Mehr als eine Klassenfahrt

Wir, die Schülerinnen und Schüler der Klasse 8.5, verlebten zum Anfang des Schuljahres vier Tage gemeinsam im Rahmen der Methodenwoche.

Voller Freude und Erwartung stiegen wir am Dienstag, den 06. August 2019 in unseren kleinen Reisebus, der uns sicher und entspannt an unser Ziel brachte. Angekommen am Schweriner See wurden wir herzlich begrüßt und konnten unsere Zimmer in einem gemeinsamen großen Bungalow beziehen. Auch unsere Lehrerinnen Frau Zais und Frau Zerbe wohnten in diesem, so dass wir leider nie ganz alleine waren. Die weitläufige Anlage mit Spiel- und Sportplätzen, Sitzgelegenheiten nutzen wir in den sonnigen Abendstunden nach unseren Tagesausflügen und freundeten uns mit den lieben, aber auch etwas frechen Ziegen an.

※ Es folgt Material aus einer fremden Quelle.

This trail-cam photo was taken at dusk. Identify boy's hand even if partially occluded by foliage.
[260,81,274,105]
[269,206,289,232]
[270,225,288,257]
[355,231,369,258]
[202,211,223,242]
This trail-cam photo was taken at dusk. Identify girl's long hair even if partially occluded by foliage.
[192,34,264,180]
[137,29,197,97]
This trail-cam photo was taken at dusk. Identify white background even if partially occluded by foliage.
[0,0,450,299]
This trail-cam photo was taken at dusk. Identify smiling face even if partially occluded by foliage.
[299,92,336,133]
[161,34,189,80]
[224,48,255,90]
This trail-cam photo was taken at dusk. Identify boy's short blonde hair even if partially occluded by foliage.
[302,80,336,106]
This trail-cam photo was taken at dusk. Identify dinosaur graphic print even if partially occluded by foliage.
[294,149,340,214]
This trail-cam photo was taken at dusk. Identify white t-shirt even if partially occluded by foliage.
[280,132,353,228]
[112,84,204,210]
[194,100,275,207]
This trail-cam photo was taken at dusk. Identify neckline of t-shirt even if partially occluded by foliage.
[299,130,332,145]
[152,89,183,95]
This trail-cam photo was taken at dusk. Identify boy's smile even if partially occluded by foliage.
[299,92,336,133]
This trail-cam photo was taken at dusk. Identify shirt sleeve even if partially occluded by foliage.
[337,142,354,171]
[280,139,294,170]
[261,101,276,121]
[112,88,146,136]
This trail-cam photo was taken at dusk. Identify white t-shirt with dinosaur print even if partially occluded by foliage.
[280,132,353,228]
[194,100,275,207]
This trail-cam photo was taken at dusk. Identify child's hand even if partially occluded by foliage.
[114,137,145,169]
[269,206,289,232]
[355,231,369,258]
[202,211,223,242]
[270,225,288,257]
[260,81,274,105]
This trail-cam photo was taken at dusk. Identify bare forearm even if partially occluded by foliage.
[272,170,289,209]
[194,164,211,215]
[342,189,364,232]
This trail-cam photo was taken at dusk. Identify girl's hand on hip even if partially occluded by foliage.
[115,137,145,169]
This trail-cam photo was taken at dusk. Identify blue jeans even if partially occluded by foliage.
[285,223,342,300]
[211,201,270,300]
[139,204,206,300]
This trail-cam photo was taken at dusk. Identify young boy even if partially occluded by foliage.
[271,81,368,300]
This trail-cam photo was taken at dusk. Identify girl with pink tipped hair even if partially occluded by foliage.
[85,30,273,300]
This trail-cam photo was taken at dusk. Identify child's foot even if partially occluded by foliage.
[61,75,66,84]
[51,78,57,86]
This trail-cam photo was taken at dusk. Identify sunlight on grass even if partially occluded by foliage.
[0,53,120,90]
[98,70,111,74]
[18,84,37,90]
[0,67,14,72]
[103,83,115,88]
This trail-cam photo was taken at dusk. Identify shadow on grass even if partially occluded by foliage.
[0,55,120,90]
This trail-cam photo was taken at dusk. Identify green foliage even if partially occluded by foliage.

Tapfer liefen wir zu morgendlicher Stunde nach dem Frühstück 2 km zum Bahnhof, um an dem einen Tag nach Schwerin, an dem anderen nach Wismar zu fahren. Das allein schon erforderte eine gute Kommunikation, denn alle mussten die Züge erreichen und pünktlich sein! Fast ohne Murren klappte jede Aktion!

Wir haben so viel erlebt und unternommen, was unsere Persönlichkeiten stärkte, unsere Klasse als Team zusammenschweißte! Jeder stellte sich den Herausforderungen im Kletterwald und keiner wurde bei Momenten der Unsicherheit und kleinen Angstgefühlen allein gelassen. Jeder bummelte durch den Zoo, aber nur gemeinsam machte es auch Spaß, die Tiere zu beobachten. Jeder interessierte sich für die Ernährungsberatung, gemeinsam wurden verschiedene Obstsorten probiert. Jeder gab sein Bestes beim Bowling und zusammen freuten wir uns über Erfolge. Jeder brachte sich bei der Stadtralley durch Wismar ein, aber nur als Gruppe konnten wir die Aufgaben lösen und unser Ziel am Hafen erreichen. Wie glücklich wir waren, uns vollzählig wiederzusehen! Das feierten wir in einem Eiscafé. Es gab auch so viel zu erzählen! Übrigens war das Kommunizieren das Thema der Klassenfahrt! Es wurde viel geschnattert, gelacht, diskutiert, auch mal ein bisschen gezankt, aber immer konnten wir über die Probleme, Sorgen reden, um versöhnt dann wieder zu sein.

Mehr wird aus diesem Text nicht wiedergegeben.